Left for dead

Greg Wilhoit supported capital punishment— until he wound up on death row

Greg Wilhoit was wrongly convicted in 1985 and spent five years on death row.

Greg Wilhoit was wrongly convicted in 1985 and spent five years on death row.

You’ll never hear Greg Wilhoit complain about living in Sacramento. After being wrongly convicted for the 1985 murder of his wife and spending five years on Oklahoma’s death row before the conviction was overturned, Wilhoit understandably wanted to get as far away from Oklahoma as he could.

“It was worth doing five years on Oklahoma’s death row for the opportunity to live in Northern California,” Wilhoit says with a thick Southern accent. After he was exonerated in 1993, he moved to Sacramento, where he quickly became a death-penalty abolitionist and public speaker.

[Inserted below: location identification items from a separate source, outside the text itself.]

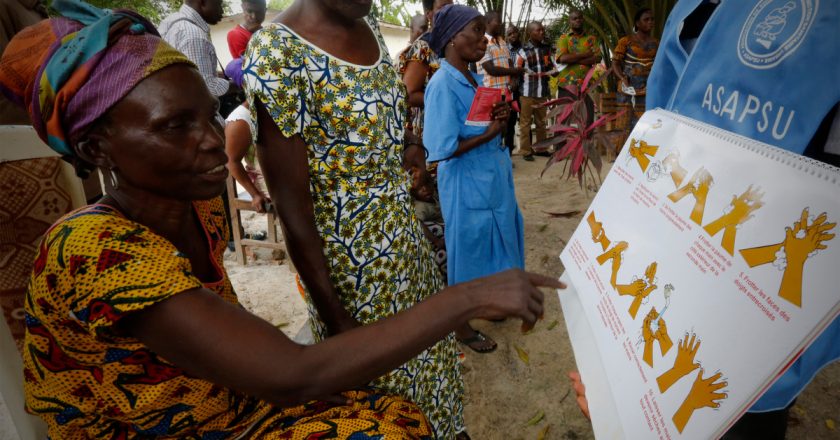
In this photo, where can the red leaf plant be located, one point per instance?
(575, 132)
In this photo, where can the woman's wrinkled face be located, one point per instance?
(470, 43)
(254, 14)
(645, 23)
(163, 137)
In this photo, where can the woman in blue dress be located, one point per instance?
(484, 231)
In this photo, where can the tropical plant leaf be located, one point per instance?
(580, 156)
(585, 84)
(558, 101)
(545, 144)
(594, 154)
(551, 161)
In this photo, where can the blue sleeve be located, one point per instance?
(824, 350)
(442, 120)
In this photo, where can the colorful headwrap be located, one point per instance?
(449, 20)
(68, 71)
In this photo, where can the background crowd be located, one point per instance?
(399, 215)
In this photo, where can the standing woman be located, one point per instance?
(484, 229)
(632, 61)
(330, 108)
(417, 66)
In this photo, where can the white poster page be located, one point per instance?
(704, 265)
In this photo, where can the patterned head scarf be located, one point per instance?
(449, 20)
(68, 71)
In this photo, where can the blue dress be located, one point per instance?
(699, 79)
(484, 229)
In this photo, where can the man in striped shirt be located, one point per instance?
(497, 65)
(188, 30)
(536, 59)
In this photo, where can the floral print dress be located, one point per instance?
(88, 380)
(351, 117)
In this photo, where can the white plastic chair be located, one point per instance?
(21, 143)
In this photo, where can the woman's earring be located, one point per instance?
(114, 182)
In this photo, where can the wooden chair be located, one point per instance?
(38, 188)
(241, 201)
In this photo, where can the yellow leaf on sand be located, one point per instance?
(536, 419)
(522, 354)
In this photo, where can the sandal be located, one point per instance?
(475, 343)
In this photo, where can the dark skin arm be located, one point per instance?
(500, 115)
(415, 82)
(285, 166)
(494, 70)
(207, 341)
(237, 141)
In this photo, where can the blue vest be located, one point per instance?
(768, 70)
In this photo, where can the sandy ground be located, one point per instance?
(503, 391)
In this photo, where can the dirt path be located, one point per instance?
(503, 391)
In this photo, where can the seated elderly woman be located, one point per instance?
(133, 328)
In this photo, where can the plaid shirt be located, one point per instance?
(535, 59)
(187, 31)
(498, 54)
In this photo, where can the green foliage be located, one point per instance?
(487, 5)
(610, 20)
(391, 11)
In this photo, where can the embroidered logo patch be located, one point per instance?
(774, 30)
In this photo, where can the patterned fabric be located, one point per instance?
(68, 72)
(535, 59)
(638, 60)
(574, 74)
(87, 381)
(448, 20)
(31, 199)
(351, 119)
(498, 54)
(421, 52)
(187, 31)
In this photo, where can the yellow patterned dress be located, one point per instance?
(351, 117)
(87, 381)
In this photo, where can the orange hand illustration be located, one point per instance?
(661, 335)
(703, 394)
(683, 364)
(633, 289)
(615, 255)
(640, 289)
(678, 173)
(650, 272)
(742, 208)
(598, 233)
(640, 151)
(648, 336)
(799, 244)
(698, 186)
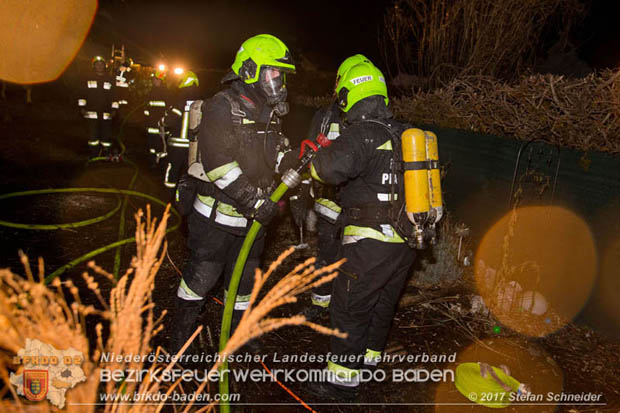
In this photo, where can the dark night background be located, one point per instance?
(206, 34)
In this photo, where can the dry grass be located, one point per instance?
(442, 39)
(579, 113)
(125, 321)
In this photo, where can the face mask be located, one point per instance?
(273, 84)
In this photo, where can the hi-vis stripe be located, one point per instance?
(242, 302)
(186, 293)
(327, 208)
(386, 146)
(93, 115)
(178, 142)
(224, 214)
(353, 233)
(225, 174)
(342, 376)
(334, 131)
(386, 197)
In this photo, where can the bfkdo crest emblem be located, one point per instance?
(35, 384)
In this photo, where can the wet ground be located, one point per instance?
(43, 146)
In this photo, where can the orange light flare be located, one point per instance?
(535, 268)
(527, 362)
(39, 38)
(607, 293)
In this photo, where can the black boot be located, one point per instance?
(184, 323)
(333, 392)
(314, 312)
(254, 346)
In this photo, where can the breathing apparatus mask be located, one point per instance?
(272, 83)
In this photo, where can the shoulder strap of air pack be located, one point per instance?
(397, 212)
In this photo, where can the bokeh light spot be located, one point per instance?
(39, 38)
(535, 268)
(527, 363)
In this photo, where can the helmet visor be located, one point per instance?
(273, 81)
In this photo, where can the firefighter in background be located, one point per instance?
(327, 120)
(365, 294)
(177, 118)
(124, 77)
(241, 147)
(98, 106)
(157, 100)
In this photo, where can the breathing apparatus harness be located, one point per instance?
(414, 228)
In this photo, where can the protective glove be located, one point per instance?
(307, 144)
(266, 211)
(290, 160)
(300, 203)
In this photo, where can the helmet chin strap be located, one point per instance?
(280, 109)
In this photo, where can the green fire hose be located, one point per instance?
(290, 179)
(120, 205)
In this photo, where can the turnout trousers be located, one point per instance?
(213, 253)
(365, 295)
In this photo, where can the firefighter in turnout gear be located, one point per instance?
(366, 291)
(327, 120)
(123, 79)
(98, 107)
(157, 100)
(240, 146)
(177, 116)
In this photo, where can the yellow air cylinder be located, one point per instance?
(417, 199)
(434, 181)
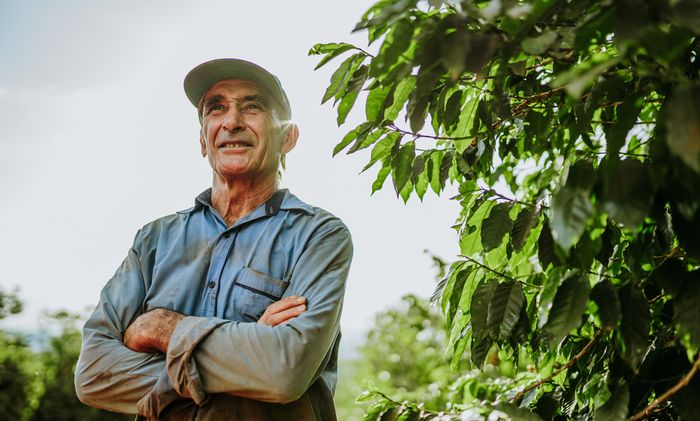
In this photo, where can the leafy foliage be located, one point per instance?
(38, 385)
(571, 128)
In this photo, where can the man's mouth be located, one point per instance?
(235, 145)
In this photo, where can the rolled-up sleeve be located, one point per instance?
(271, 364)
(109, 375)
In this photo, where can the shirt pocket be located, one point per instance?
(255, 291)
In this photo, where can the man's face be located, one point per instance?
(241, 133)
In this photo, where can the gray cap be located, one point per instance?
(201, 78)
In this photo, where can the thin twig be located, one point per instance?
(620, 153)
(501, 274)
(417, 135)
(564, 367)
(613, 122)
(684, 381)
(668, 256)
(495, 193)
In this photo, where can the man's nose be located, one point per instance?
(234, 121)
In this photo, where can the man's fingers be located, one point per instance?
(285, 316)
(279, 307)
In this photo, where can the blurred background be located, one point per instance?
(97, 139)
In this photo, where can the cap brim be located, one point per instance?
(201, 78)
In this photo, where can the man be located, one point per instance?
(228, 310)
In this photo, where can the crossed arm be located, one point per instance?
(151, 332)
(212, 355)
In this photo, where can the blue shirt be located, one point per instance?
(220, 364)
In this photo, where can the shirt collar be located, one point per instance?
(282, 199)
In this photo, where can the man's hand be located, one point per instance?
(284, 310)
(151, 331)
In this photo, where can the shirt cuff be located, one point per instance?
(181, 367)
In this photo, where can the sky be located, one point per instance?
(97, 139)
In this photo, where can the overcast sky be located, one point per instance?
(97, 139)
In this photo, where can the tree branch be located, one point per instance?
(668, 256)
(564, 367)
(684, 381)
(501, 274)
(495, 193)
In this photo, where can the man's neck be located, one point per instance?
(234, 200)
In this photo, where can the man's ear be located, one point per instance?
(290, 140)
(202, 145)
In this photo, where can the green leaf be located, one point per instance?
(382, 175)
(685, 400)
(568, 307)
(403, 90)
(422, 184)
(604, 294)
(664, 232)
(516, 413)
(522, 328)
(572, 206)
(626, 115)
(527, 220)
(479, 309)
(545, 250)
(338, 78)
(445, 167)
(615, 409)
(472, 242)
(454, 103)
(480, 351)
(548, 404)
(331, 50)
(504, 310)
(537, 46)
(436, 159)
(670, 276)
(383, 148)
(687, 310)
(345, 142)
(442, 284)
(456, 294)
(607, 249)
(466, 120)
(398, 40)
(630, 195)
(497, 225)
(459, 348)
(357, 81)
(367, 139)
(402, 165)
(375, 101)
(345, 106)
(684, 125)
(634, 327)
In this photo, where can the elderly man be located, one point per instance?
(228, 310)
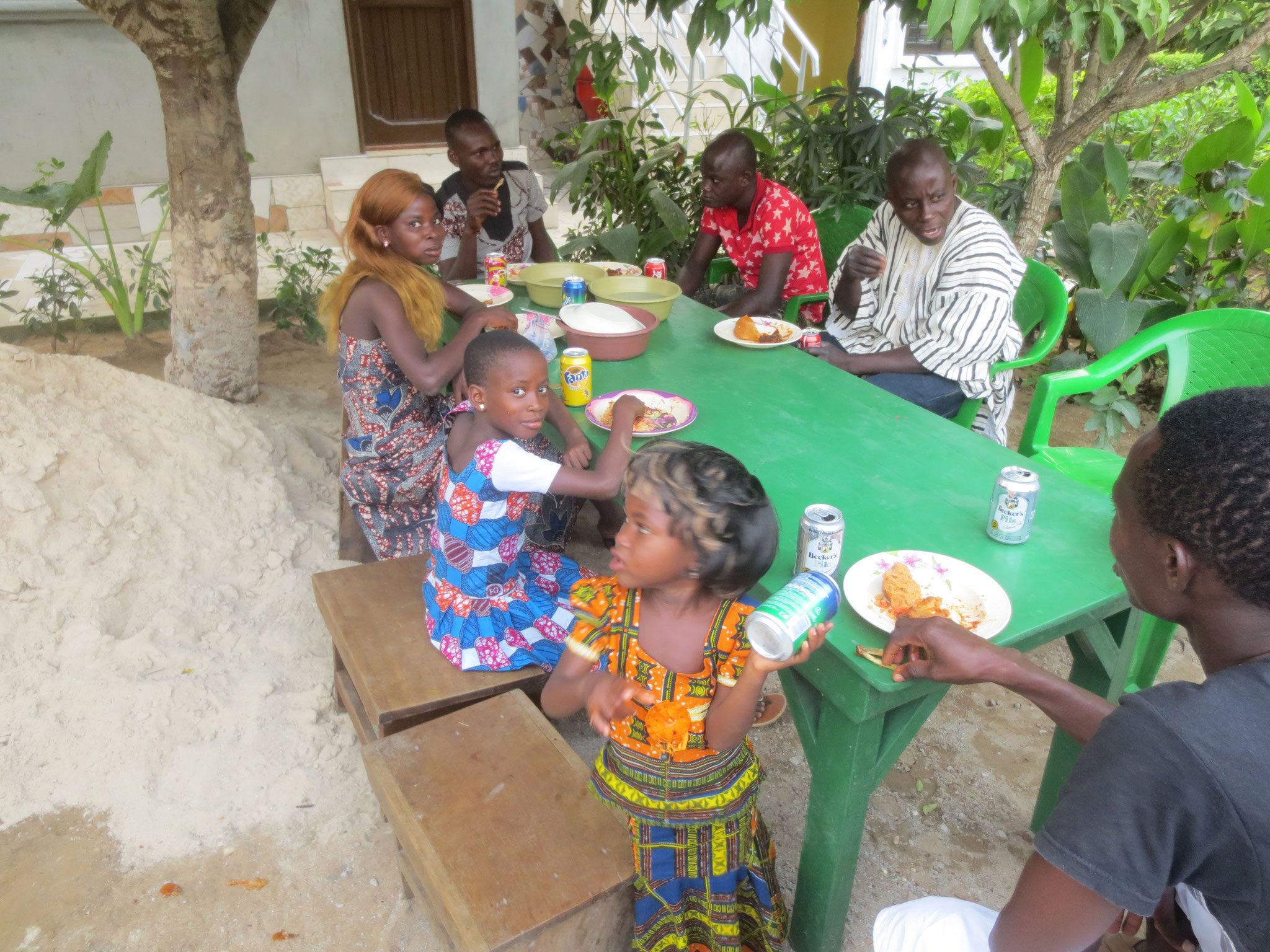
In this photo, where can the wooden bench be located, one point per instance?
(388, 674)
(498, 835)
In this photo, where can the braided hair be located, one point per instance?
(716, 505)
(1208, 485)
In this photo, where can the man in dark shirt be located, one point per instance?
(1166, 813)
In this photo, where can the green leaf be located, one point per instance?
(1117, 253)
(675, 218)
(1108, 322)
(1032, 68)
(1083, 202)
(1117, 169)
(966, 18)
(623, 243)
(1162, 248)
(1255, 227)
(1248, 103)
(1110, 35)
(1071, 255)
(1233, 141)
(939, 17)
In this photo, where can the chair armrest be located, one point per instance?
(719, 268)
(796, 304)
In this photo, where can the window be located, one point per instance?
(918, 43)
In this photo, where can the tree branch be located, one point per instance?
(241, 23)
(1066, 76)
(1010, 98)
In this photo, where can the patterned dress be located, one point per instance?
(494, 599)
(705, 868)
(395, 448)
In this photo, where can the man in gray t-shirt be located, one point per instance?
(1165, 814)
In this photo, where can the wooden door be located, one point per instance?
(413, 65)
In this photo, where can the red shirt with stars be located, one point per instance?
(778, 223)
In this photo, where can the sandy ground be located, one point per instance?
(978, 759)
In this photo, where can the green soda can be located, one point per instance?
(778, 628)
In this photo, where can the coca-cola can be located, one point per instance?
(654, 268)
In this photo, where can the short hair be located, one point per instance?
(734, 143)
(717, 506)
(460, 120)
(484, 353)
(916, 151)
(1208, 485)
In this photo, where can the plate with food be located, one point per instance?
(619, 270)
(757, 332)
(910, 583)
(666, 413)
(489, 295)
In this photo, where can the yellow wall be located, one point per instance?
(831, 25)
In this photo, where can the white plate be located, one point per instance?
(766, 325)
(596, 318)
(489, 295)
(973, 598)
(628, 271)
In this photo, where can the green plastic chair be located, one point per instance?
(837, 225)
(1207, 351)
(1041, 300)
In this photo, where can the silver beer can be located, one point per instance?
(819, 540)
(1014, 506)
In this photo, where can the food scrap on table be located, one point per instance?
(902, 597)
(746, 329)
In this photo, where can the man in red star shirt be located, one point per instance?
(763, 227)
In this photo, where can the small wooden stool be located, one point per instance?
(498, 835)
(388, 674)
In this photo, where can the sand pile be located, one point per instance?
(161, 653)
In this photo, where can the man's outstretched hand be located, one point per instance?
(953, 655)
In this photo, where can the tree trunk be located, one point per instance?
(1032, 220)
(214, 318)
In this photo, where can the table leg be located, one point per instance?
(1101, 659)
(848, 760)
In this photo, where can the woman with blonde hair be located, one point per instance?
(384, 318)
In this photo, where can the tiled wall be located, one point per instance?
(281, 203)
(548, 103)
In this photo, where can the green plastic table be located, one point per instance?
(904, 479)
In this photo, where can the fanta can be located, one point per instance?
(575, 376)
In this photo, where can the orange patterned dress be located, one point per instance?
(704, 862)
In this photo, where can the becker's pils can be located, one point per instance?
(1014, 505)
(779, 627)
(819, 540)
(573, 291)
(575, 376)
(495, 271)
(654, 268)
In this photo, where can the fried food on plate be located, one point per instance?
(901, 589)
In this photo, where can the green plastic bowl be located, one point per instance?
(545, 281)
(651, 294)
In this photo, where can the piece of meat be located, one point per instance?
(746, 329)
(901, 589)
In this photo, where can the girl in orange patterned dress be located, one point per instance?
(660, 662)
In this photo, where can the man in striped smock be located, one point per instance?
(922, 302)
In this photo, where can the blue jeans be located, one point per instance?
(930, 391)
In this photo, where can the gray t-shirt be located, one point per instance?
(1175, 788)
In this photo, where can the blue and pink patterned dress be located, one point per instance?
(495, 601)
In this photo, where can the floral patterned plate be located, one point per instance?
(972, 597)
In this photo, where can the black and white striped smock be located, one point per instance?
(951, 304)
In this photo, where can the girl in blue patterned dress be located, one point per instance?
(494, 601)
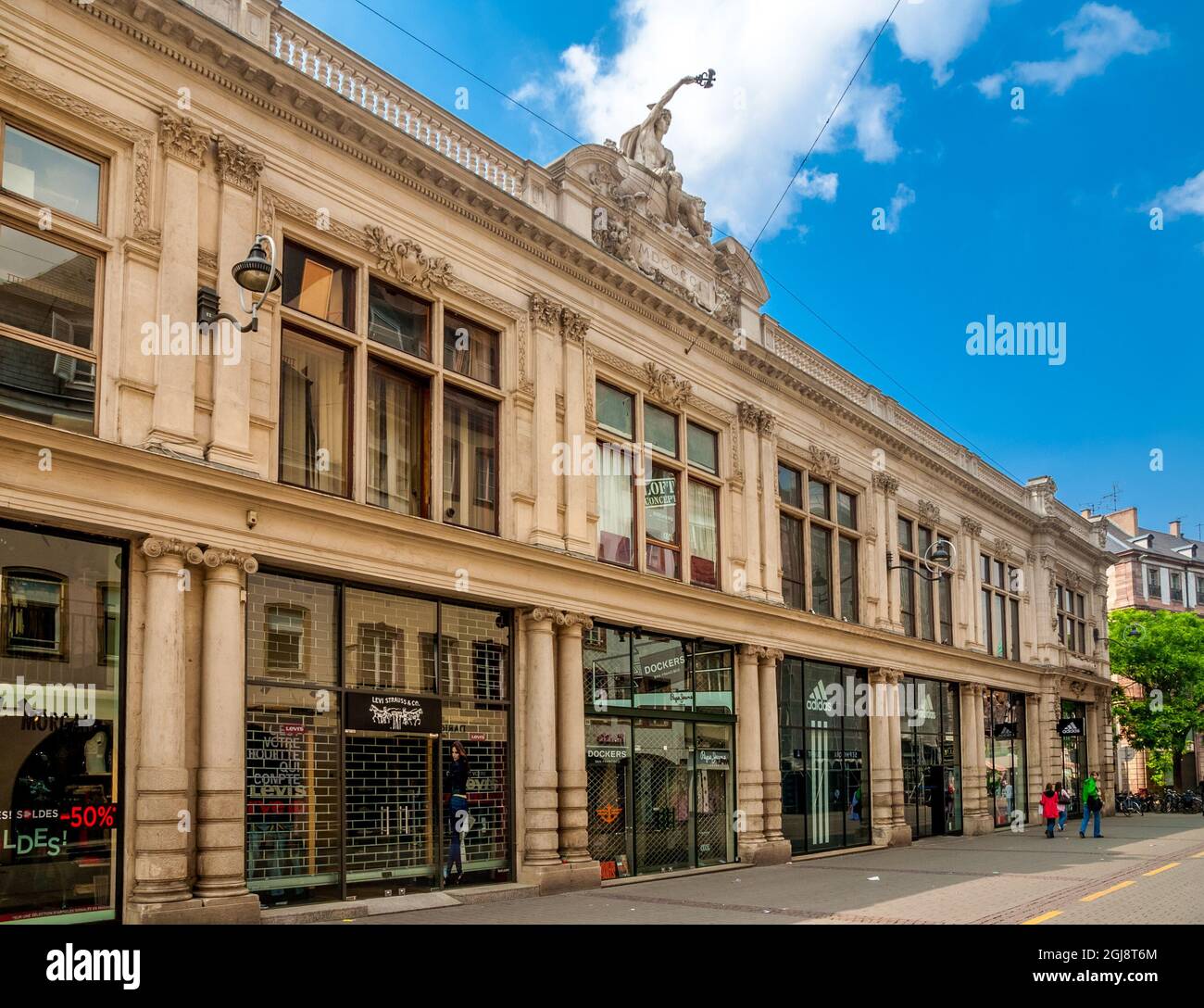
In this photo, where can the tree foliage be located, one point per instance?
(1162, 651)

Wilhoit’s story begins with the violent murder of his wife while his infant daughters slept in their upstairs bedroom. Wilhoit and his wife had been separated for three weeks. The only alibi he could offer was that he was sleeping alone on the night of the murder.

The horror story reached its climax when he was sentenced to death while being represented by a once-prominent attorney who was disbarred while on Wilhoit’s case. But for Wilhoit, the hardest day was about eight weeks prior to the trial, when arrangements for his children’s care had to be made.

“We actually went and toured an orphanage so my daughters would have somewhere to stay when their daddy went to death row for murdering their mom. It was a bad day,” he says as a tear falls into his coarse gray beard.

Though the superstitious Wilhoit found himself in cell No. 13 on death row, he still vehemently supported capital punishment for the first three years of his sentence.

“My whole life I was an advocate and a proponent of the death penalty. Just because I was on the business side of a death sentence didn’t mean that I would compromise my convictions,” Wilhoit says.

It wasn’t until the 1990 execution of Charles Troy Coleman, one of the few friends Wilhoit made on death row, that he had a change of heart about the death penalty.

“Nobody could have been more shocked or surprised than I was, when instead of indifference, I was overwhelmed with grief,” Wilhoit says. “The world wasn’t a safer place and the sun certainly wasn’t going to shine much brighter.”

Before Wilhoit could share his epiphany with the world, he first needed to escape death. Enter public defender Mark Barrett. Wilhoit originally was convicted solely on what the prosecution called “undisputable bite-mark evidence.” Barrett sent the bite-mark evidence to 12 forensic odontologists. After anonymously analyzing the evidence, the dozen experts unanimously concluded the bite mark was not made by Wilhoit. He was found innocent in a second trial in 1993.

“I would hate for anybody to have to go through what I went through to become enlightened,” Wilhoit says.

Ellen Eggers, a Sacramento public defender who opposes the death penalty, met Wilhoit when he was speaking at an anti-death penalty rally on the Capitol steps. After his speech, she introduced herself and asked if he would be willing to tell other people his story.

“We became fast friends,” she says. “We spoke at Catholic high schools, church groups and college classes. We’ve just been all over the place.”

Eggers, who as a public defender for 18 years has worked on several death-penalty appeals, says she is still always appalled when she hears the justice system has failed to work properly.

“Greg has seen the death penalty issue from both sides,” she says. “He lost his wife to murder and basically lost his children because he had to give them up when he went to prison. His life was destroyed because of a violent murder in his family’s life. The death penalty doesn’t heal victims, it doesn’t deter crime and it doesn’t make us safer. It’s very counter-productive.”

When Wilhoit is not traveling the globe sharing his story, he spends his time reading or trying to find odd jobs around town. Even though he is on state disability for post traumatic stress disorder, the benefits are not always enough.

“I don’t mind cleaning out gutters,” he says.

Small victories fill Wilhoit with hope, such as New Jersey’s recent abolition of the death penalty.

“We in the abolition community were very thrilled, even if their motives were simply to save millions of dollars,” Wilhoit says.

A Christian, Wilhoit says he has a litany of reasons why he is against capital punishment, but his main objection is quite simple.

“I believe that we as a people simply lack the authority to decide who lives and dies.”